In game theory, a zero-sum game is the situation in which one person’s gain is equal and opposite to their opponent’s loss. For one to win or advance, the other must lose or retreat. There are situations in life where the zero-sum game is undeniable. These typically have to do with dividing up commodities (money, time, property, etc.). However, most problems in life have less to do with commodities and more to do with what those commodities represent. Hence thinking beyond the zero-sum game can be one of the most power tools to resolving conflicts.
When we assume that a situation has fixed parameters, we limit our brain’s ability to think of creative solutions. In a previous post I talked about how the way in which we think about a problem will have a direct effect on our ability to solve it. If we limit our thinking by erecting artificial boundaries to our solutions, such as a zero-sum game, we resign ourselves to operating within those boundaries and potentially miss out on a whole array of creative solutions.

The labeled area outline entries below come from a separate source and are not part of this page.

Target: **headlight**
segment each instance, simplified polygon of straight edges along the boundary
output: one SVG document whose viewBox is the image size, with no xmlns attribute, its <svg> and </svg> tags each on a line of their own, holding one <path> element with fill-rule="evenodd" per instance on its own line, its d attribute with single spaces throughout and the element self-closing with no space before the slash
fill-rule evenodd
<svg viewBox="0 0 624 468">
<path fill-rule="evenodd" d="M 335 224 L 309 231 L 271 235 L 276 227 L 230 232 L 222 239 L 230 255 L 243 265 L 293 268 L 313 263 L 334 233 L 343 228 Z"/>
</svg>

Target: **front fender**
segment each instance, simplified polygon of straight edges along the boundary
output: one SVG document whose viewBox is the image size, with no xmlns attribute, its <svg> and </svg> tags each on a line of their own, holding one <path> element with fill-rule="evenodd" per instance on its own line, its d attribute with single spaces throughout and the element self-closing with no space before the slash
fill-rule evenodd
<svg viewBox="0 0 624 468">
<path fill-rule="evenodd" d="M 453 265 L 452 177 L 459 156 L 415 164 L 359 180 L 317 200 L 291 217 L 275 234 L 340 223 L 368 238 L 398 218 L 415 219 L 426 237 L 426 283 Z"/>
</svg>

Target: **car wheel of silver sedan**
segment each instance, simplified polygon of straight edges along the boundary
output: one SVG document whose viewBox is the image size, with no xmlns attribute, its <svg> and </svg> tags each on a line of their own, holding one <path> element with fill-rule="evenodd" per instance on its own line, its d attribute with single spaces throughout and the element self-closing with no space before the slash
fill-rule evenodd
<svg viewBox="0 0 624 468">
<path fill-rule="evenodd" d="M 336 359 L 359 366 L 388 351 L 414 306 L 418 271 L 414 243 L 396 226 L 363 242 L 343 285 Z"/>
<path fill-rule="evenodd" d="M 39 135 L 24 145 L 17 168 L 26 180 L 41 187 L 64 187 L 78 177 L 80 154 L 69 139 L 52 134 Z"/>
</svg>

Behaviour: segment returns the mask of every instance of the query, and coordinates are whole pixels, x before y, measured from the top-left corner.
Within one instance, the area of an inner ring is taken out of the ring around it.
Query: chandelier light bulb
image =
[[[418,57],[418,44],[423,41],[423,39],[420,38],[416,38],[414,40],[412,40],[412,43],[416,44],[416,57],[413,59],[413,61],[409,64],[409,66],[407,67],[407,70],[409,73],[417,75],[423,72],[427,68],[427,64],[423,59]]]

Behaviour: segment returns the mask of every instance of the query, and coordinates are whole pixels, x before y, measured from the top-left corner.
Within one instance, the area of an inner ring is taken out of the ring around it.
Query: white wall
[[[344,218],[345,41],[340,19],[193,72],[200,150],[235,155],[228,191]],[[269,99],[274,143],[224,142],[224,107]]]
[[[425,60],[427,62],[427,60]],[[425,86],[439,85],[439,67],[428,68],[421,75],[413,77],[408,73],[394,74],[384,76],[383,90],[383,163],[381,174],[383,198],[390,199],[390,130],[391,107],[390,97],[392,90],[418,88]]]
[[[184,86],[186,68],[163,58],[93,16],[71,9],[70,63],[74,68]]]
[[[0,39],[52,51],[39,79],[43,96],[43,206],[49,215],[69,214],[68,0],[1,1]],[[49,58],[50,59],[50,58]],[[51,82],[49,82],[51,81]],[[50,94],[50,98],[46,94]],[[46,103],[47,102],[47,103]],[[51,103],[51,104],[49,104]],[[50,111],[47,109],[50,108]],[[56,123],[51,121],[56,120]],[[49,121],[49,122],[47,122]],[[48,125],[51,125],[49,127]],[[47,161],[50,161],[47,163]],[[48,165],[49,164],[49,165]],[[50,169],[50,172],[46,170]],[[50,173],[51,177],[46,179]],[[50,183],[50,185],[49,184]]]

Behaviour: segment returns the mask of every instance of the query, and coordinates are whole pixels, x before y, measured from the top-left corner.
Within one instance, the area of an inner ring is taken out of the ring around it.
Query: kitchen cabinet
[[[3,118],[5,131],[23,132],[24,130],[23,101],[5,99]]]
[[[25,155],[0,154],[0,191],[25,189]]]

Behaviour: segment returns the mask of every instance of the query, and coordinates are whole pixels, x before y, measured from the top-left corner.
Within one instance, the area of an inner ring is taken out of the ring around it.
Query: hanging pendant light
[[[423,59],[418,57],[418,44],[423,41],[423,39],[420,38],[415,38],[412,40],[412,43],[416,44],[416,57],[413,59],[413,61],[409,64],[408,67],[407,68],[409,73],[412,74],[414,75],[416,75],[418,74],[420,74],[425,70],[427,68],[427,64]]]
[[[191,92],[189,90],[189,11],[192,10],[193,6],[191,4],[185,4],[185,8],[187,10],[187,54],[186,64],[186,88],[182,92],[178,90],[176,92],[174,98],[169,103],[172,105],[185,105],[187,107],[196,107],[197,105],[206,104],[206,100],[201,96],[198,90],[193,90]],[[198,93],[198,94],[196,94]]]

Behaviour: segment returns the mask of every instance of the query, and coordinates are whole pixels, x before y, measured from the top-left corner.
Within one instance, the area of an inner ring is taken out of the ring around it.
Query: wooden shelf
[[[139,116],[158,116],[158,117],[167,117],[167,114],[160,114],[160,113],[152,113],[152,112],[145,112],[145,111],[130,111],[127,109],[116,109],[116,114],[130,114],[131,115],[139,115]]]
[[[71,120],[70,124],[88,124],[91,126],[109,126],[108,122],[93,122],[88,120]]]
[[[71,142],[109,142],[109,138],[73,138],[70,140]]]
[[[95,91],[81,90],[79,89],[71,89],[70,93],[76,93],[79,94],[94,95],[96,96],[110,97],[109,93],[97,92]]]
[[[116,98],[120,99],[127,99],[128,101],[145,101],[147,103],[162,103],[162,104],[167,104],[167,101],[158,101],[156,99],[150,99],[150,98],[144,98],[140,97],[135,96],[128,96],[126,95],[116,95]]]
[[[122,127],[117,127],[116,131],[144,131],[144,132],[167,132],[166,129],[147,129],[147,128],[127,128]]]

As I mentioned above, one way to think beyond the artificial boundaries we often impose is to not only ask what each party wants, but to follow it up with asking what each desired outcomes represents to each party. For example, during a divorce proceeding the conflicting parties often have intense feelings about certain assets. The values of those assets might not equal the expense of battling over them in court, yet the battle persists. This is a clear example of there being a more important factor underneath or represented by that asset. I have heard divorce attorneys talk about how their clients argue over items that they really do not want, where the battle does not make logical sense, but it makes emotional sense. When pressed for a reason why, they usually admit that their battle isn’t over the item itself but in fact it is about wanting to feel respected and their opinion valued. They fear being taken advantage of or being disrespected by a spouse who has acted contentiously toward them.
If the divorce attorneys limit themselves to the framework of a zero-sum game, they are forced to figure out how to “divide” the item. Needless to say, any division of an asset might still leave the underlying emotional issue unresolved. As any good divorce mediator will tell you, an upfront investment of time, active listening, and fostering understanding across the table will pay off big dividends in time, money, and peace of mind.
So whether or not you are working with divorcing clients, the fact remains that freeing yourself from the boundaries of the zero-sum game will unlock your brain’s ability to problem solve more efficiently. Or in other words, as the Oracle’s kid said, “there is no spoon”.